Perhaps, but the one thing I don't like about FastAPI is the encouragement to copy and paste non-trivial amounts of code around between projects. I've consistently found all the auth stuff really hard to follow every time I come to it, to the point where it's stopped me using FastAPI for anything real. I really want to find a good story for abstracting stuff into libraries such that "auth from an OAauth2 bounce, or a simple header-based token like drf, check against active directory for groups and a local database for permissions mapped to those groups" becomes a few lines of config/code, not a mammoth bought of cognitive load that bounces me off somewhere else.

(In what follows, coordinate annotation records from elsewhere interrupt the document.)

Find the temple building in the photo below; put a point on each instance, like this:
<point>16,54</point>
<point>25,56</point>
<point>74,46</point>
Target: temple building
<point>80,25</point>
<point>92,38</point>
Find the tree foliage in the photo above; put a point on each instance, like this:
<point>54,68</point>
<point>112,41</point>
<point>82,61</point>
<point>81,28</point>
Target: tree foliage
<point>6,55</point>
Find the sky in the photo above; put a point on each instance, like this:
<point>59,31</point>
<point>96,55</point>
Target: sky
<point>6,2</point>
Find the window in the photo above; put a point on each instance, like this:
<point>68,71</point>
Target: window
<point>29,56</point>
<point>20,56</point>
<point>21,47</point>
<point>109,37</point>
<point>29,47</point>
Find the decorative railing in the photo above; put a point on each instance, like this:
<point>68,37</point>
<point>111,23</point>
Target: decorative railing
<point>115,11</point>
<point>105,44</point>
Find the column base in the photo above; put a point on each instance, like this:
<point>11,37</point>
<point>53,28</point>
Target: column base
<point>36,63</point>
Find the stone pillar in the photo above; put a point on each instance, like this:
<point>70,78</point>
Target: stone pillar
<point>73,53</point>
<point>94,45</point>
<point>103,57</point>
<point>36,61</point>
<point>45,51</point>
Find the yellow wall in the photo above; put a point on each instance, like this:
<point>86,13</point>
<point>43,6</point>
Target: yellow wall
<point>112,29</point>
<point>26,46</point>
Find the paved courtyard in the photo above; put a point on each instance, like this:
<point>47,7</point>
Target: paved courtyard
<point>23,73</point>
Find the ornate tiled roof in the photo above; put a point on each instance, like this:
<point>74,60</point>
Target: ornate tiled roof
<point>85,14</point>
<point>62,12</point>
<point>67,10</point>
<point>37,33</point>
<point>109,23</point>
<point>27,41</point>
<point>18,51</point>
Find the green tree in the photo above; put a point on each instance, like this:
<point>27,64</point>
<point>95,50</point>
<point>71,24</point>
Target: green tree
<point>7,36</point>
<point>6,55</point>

...so, I really want to explore the patterns for abstracting configurable dependencies into libraries :-)
I've also had pushback from a front-end dev I work with and respect highly (@romgain on here...) that using scopes to cover the full range of permissions might be overloading the intention of scopes, particularly in their use case of issuing tokens for third party apps.
Are there examples available of FastAPI apps that use Google or GitHub as their source of user identity (ie: using OAuth2 to get a token from them to identify a user in a FastAPI app?)
Any JWT examples out there?
(and sorry, I'm aware this is (ab)using this issue for discussion, please let me know if there's a better place for this discussion)
About abstractions, yeah, sure, it would be nice to have better abstractions, but sadly we don't have yet a one-size-fits-all for these things, so there's no way to create just the "right" abstraction yet.
About JWT, yeah, there's an example in the docs.
About integration and other flows with OAuth2, that's still missing, that it will come to the docs eventually. Hopefully, that will also lead to some common patterns that can be abstracted away...
Now, for the issue at hand, I guess the specific issue about the parameterizable dependency could be solved by a dependency class in your use case, and that way you don't have to use scopes. So, may we close this issue now?